Seaton was selling 12 NFTs of the mural. before the world explodes NFT video defines the mural as being bombed by a mushroom cloud.
0.08 of the cryptocurrency Ethereum, or around $124 is the value of this artwork. On Instagram Seaton said all benefits of the sale of the NFTs would be given to World Beyond War.
Seaton said artwork wants to be painted after selling all the Videos NFTs more than once.
a lecturer in digital cultures at the University of Sydney, Dr. Olga Boichak, said the impression created inaccurate equality between the “unprovoked, unwarranted, unilateral aggression of Russia” and Ukraine. She said Russia repeatedly tried to occupy and inhabit Ukraine so this image can make a harmful description that the countries are “brotherly nations”.
“There have been many instances where our language and culture has been limited, where people have been executed, and where genocide has happened… This hug is a chokehold,” Boichak said.

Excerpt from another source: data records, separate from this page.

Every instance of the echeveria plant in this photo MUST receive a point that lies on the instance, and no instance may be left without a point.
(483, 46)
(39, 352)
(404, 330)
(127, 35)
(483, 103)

A new mural in Melbourne shows a Russian & a Ukrainian soldier hugging & it’s deeply offensive to all Ukrainians. Russia’s war in Ukraine is not a conflict between two nations – it is an invasion. The mural creates a sense of a false equivalency btw the victim & the aggressor 1/5 pic.twitter.com/QsU7wvu6qr
— Olga Boichak (@olgarithmic) September 3, 2022
“That’s what makes this mural problematic … Ukraine is not in the position to lay down weapons and stop fighting.”
Stefan Romaniw from The Australian Federation of Ukrainian Organisations said according to a reasonable incorrect description that the world needed peace.
“What would people think if a mural featured a rapist and a victim hugging? Wouldn’t that offend any decent person’s conviction that to ask a victim to excuse their rapist while the crime is still occurring, not been acknowledged, and not been atoned for, is wrong?”